Fernanda Young e a importância de artistas que desafiam a mesmice no Brasil

Otavio Almeida 29 de agosto de 2019 0
Fernanda Young e a importância de artistas que desafiam a mesmice no Brasil

O cinema está preocupado com a consolidação do streaming. Imagine, então, a TV como a conhecemos? Alguns já estão se mexendo, claro, como a Disney e a HBO, que resolveram apostar em suas próprias plataformas. Mas e quanto à TV aberta, com novelas e programas de auditório como principais atrações?
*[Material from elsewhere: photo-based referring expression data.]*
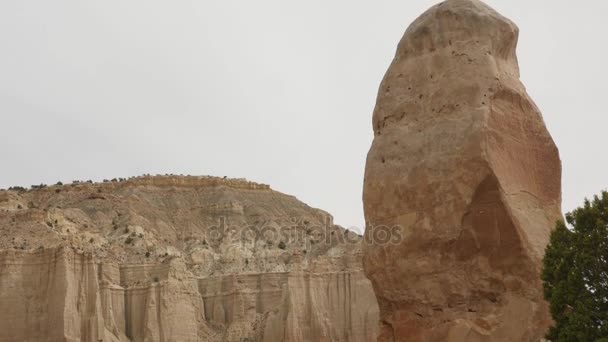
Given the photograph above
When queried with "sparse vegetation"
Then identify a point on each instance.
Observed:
(575, 274)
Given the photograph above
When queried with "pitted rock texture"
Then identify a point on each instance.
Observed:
(465, 176)
(170, 258)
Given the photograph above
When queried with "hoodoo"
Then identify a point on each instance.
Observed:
(465, 178)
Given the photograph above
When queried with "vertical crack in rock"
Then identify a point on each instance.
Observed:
(466, 179)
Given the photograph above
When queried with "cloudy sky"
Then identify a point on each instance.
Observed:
(277, 91)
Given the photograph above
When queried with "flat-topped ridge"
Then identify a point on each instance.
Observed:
(167, 180)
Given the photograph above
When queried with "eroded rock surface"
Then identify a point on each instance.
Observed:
(171, 258)
(464, 168)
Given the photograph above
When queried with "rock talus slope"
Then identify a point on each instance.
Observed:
(465, 178)
(170, 258)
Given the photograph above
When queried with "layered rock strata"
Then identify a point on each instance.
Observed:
(170, 258)
(465, 179)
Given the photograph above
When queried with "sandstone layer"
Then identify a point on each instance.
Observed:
(465, 179)
(171, 258)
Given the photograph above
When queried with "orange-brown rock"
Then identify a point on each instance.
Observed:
(171, 258)
(465, 178)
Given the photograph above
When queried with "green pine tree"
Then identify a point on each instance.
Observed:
(575, 274)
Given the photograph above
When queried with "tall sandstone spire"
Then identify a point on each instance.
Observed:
(465, 179)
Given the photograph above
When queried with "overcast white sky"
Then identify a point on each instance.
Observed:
(279, 92)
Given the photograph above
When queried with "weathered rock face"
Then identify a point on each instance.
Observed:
(466, 179)
(177, 259)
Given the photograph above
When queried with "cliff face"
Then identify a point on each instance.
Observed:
(464, 179)
(177, 259)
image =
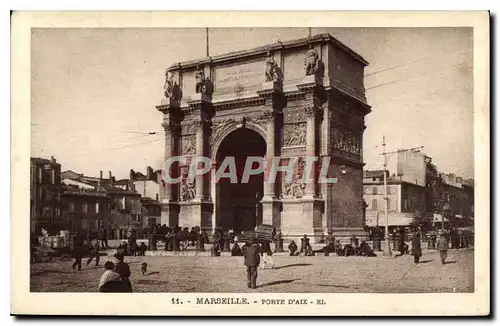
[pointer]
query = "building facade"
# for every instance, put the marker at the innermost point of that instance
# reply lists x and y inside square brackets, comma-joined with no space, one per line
[123,206]
[148,186]
[45,195]
[85,208]
[406,201]
[289,100]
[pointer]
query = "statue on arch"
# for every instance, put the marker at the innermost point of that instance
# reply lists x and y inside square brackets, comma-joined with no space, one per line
[203,84]
[171,89]
[312,63]
[273,71]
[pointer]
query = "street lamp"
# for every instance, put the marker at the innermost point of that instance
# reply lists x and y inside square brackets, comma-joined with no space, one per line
[387,247]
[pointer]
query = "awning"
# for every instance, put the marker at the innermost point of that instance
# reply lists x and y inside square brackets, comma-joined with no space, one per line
[439,218]
[395,218]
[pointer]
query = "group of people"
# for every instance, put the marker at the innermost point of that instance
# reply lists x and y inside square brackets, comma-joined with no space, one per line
[354,248]
[177,238]
[85,247]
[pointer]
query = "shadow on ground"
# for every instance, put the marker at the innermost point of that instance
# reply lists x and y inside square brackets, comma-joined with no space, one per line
[425,261]
[292,265]
[277,282]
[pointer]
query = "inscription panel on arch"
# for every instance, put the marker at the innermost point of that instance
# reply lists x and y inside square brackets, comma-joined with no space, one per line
[230,78]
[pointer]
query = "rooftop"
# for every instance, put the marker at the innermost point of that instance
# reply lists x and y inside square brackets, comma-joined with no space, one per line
[261,50]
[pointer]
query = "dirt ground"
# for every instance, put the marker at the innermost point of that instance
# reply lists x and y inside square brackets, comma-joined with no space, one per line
[292,274]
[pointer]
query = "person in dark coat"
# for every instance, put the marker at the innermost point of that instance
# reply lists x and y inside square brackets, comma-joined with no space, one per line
[123,269]
[402,241]
[330,241]
[292,247]
[442,246]
[236,250]
[278,240]
[203,238]
[103,236]
[227,241]
[416,248]
[110,280]
[305,246]
[365,250]
[78,251]
[94,253]
[142,249]
[252,261]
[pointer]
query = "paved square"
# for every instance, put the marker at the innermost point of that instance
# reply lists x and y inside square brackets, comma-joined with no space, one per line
[292,274]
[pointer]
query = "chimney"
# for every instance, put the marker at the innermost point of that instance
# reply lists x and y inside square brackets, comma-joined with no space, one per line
[99,182]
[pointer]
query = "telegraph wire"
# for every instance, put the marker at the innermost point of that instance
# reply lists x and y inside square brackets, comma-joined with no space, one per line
[405,64]
[102,129]
[117,148]
[413,76]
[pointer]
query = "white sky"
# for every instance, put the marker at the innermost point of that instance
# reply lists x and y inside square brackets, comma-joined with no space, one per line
[89,86]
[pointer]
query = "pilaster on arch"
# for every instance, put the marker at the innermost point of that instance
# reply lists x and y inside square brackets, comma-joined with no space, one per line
[230,127]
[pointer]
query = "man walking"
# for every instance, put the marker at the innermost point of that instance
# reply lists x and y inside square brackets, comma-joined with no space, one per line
[416,248]
[104,237]
[78,251]
[94,253]
[442,246]
[252,261]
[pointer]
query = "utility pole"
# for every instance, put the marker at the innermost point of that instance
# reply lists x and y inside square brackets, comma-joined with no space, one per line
[387,247]
[208,46]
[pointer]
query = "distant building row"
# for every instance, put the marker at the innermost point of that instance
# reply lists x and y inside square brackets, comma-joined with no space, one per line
[418,193]
[73,201]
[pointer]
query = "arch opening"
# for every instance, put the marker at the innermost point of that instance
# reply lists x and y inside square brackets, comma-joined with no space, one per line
[238,204]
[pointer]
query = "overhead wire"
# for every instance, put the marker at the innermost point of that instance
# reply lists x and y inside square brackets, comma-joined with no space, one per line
[413,76]
[116,148]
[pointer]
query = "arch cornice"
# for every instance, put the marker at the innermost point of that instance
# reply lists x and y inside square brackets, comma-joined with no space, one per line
[230,125]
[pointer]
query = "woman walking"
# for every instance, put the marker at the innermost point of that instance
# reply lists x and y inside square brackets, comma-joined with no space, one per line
[442,246]
[123,269]
[110,280]
[416,248]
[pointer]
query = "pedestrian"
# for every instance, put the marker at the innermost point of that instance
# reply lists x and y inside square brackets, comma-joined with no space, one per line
[110,280]
[402,238]
[94,253]
[305,246]
[104,238]
[442,246]
[278,240]
[292,247]
[416,248]
[265,251]
[252,261]
[123,269]
[78,251]
[330,241]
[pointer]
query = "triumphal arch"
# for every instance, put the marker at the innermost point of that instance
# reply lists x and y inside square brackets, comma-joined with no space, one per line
[292,99]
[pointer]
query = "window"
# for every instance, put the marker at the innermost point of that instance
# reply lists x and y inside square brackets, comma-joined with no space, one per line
[47,175]
[71,207]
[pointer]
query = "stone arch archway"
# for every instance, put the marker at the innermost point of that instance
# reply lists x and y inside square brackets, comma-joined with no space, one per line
[237,205]
[229,126]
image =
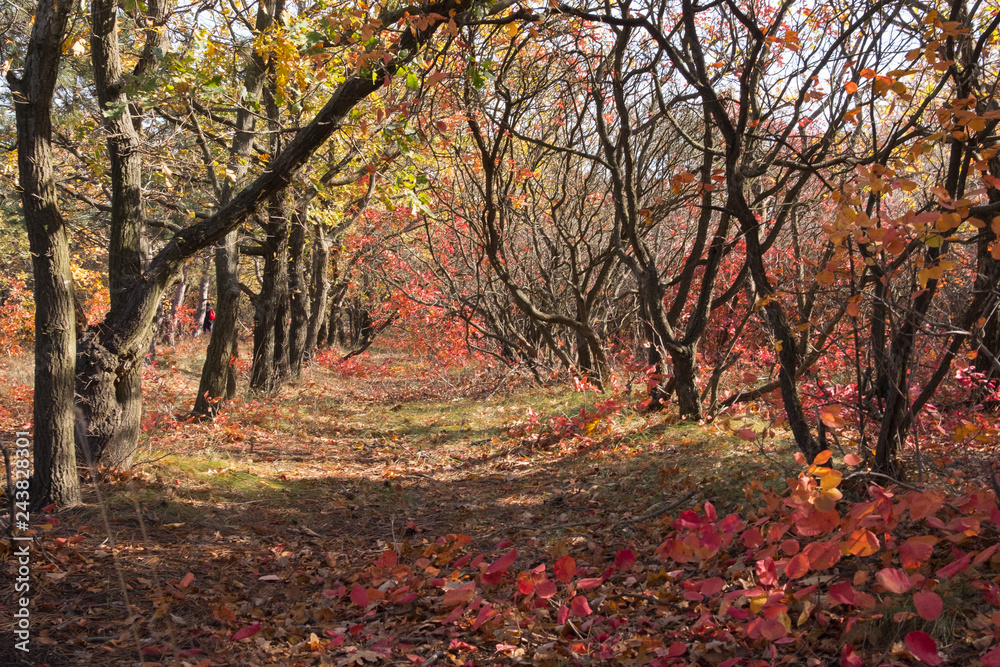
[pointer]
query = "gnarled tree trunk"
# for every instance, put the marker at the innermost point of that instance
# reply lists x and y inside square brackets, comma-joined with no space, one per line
[55,479]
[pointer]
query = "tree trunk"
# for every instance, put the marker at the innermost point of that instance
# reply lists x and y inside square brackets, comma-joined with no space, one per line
[319,291]
[109,382]
[218,373]
[55,479]
[683,359]
[298,289]
[175,307]
[270,324]
[203,287]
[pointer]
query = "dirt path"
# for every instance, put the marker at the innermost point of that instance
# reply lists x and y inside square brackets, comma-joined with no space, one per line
[250,519]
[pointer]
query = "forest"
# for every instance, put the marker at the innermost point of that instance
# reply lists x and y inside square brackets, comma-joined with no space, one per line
[493,332]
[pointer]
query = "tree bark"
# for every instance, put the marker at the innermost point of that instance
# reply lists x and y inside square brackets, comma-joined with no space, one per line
[298,290]
[55,479]
[319,291]
[270,324]
[175,307]
[203,288]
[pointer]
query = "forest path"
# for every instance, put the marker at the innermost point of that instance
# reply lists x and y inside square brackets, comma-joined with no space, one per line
[253,515]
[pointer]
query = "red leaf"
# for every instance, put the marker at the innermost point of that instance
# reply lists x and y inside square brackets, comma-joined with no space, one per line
[915,551]
[455,596]
[951,569]
[992,659]
[862,542]
[923,647]
[545,589]
[243,633]
[843,592]
[797,567]
[580,606]
[924,504]
[766,572]
[624,559]
[848,658]
[893,580]
[565,569]
[928,604]
[562,615]
[484,615]
[822,555]
[500,565]
[710,587]
[359,596]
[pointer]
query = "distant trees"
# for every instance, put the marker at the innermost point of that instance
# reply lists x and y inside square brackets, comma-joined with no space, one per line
[108,369]
[567,184]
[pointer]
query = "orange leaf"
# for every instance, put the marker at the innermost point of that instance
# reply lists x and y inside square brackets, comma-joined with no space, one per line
[822,555]
[923,647]
[862,542]
[797,567]
[928,604]
[457,596]
[893,580]
[565,568]
[915,551]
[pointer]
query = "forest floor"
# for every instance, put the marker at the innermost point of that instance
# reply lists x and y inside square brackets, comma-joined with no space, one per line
[282,532]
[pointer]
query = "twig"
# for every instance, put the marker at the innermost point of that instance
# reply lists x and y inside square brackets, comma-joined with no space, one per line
[644,517]
[658,512]
[869,473]
[10,486]
[437,655]
[639,596]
Bom, sabemos que a Globo está investindo no GloboPlay, mas ainda vejo uma lentidão se compararmos à velocidade das estratégias e execuções de concorrentes poderosos. Podemos defender que esse velho sistema de entretenimento nunca perderá espaço, afinal dialoga com o Brasil de verdade; mas talvez tenha passado da hora de segmentar e tornar isso acessível a todos os consumidores. Por exemplo, canais exclusivos para novelas ou, melhor ainda, apostar em conteúdos diferenciados que valorizem a inteligência do público. Por que não evoluir novelas ou mesmo programas de auditórios? Não é preciso “matar” tradições e seus apelos culturais, mas sim levá-las a um novo patamar.
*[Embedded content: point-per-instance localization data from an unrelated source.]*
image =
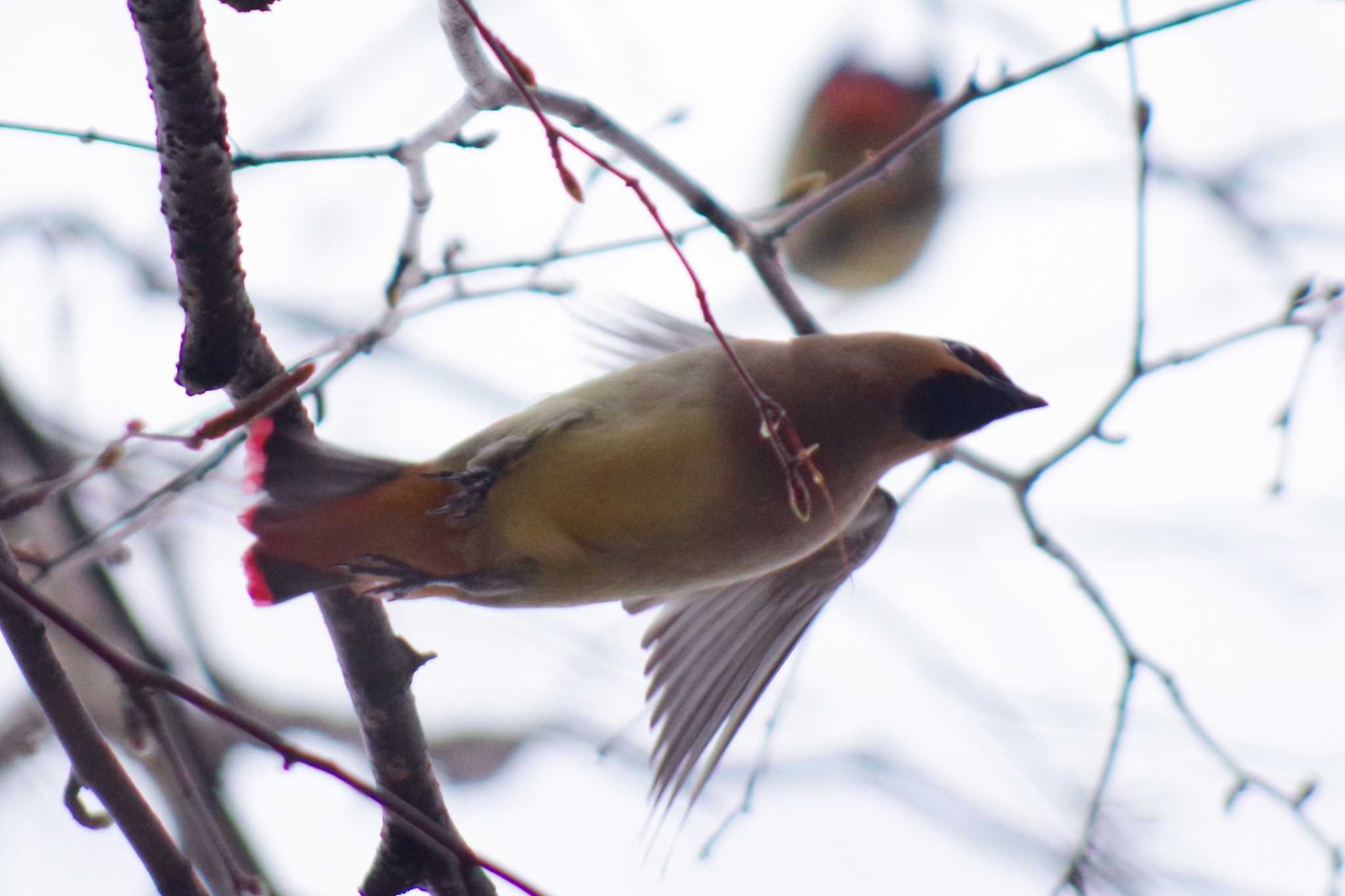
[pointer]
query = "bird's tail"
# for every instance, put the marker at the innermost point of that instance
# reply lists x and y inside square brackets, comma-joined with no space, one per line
[314,517]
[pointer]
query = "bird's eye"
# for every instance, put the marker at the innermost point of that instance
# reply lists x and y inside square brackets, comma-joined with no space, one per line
[977,360]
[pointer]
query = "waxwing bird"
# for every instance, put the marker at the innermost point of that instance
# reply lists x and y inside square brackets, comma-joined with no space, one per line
[651,485]
[876,233]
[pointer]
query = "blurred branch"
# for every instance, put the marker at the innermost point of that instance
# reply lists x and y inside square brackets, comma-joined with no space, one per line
[95,763]
[1328,300]
[141,676]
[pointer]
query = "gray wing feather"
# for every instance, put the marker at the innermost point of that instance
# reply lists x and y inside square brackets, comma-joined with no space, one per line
[713,653]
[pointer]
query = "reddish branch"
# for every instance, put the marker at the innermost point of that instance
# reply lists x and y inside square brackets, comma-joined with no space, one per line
[794,457]
[141,676]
É por isso que as empresas devem manter talentos natos por perto, felizes e livres para criar. Não sei se você notou, mas o humor dos programas de comédia da Globo andou para frente; algo que a emissora insistia em ignorar até alguns anos atrás. Mas tudo que é aplicado nas produções atuais, incluindo protagonistas femininas que se destacam pela inteligência em falas, raciocínios e atitudes, Fernanda Young já escrevia há duas décadas. Lamento muito sua morte (cedo demais) no último fim de semana, mas Fernanda foi uma autora que sempre pensou adiante do que a Globo costuma colocar no ar. Os Normais é uma das minhas séries favoritas e consigo rir até hoje de Fernanda Torres, Luiz Fernando Guimarães e daqueles diálogos rápidos, ácidos e certeiros.
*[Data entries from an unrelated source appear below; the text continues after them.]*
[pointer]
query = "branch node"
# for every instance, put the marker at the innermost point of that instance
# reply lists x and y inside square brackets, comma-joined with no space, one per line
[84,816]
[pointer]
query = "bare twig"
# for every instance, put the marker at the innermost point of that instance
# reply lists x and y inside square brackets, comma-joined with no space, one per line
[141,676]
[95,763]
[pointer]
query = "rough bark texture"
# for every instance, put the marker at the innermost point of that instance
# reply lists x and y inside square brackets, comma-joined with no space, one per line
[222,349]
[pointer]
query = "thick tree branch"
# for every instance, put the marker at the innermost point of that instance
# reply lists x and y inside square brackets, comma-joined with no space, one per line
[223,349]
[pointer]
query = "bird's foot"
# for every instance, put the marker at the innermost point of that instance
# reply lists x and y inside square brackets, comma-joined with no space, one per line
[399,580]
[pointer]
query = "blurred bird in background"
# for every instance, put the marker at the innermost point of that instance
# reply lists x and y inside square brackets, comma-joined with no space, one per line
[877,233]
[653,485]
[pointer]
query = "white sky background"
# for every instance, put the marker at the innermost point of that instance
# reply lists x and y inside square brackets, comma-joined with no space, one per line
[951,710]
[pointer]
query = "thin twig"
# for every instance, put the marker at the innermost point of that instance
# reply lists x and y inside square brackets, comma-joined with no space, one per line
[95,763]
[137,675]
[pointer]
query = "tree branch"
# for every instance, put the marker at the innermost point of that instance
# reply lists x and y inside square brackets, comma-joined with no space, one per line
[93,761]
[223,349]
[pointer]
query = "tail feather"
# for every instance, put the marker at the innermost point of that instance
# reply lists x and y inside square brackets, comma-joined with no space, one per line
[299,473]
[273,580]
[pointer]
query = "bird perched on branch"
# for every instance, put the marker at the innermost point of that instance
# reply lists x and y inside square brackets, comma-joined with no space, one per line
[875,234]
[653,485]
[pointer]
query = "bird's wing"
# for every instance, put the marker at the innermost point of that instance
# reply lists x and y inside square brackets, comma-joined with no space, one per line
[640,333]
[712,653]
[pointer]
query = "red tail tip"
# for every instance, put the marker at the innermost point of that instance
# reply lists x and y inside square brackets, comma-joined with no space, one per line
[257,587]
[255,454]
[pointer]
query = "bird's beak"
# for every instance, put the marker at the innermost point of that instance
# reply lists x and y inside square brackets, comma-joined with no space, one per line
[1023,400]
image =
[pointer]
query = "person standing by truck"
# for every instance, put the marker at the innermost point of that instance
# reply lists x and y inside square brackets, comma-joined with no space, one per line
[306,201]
Para a sobrevivência da TV é preciso que deem espaço para artistas corajosos, que pensem fora da caixa e caminhem desacorrentados de uma época que não volta mais. Cedo ou tarde, a teimosia em não se adaptar às mudanças pode encerrar histórias consagradas, mas antigas e ultrapassadas demais para conversar com as novas gerações de diferentes classes. Se as pessoas evoluem, por que essa não pode ser a tendência do conteúdo que elas consomem?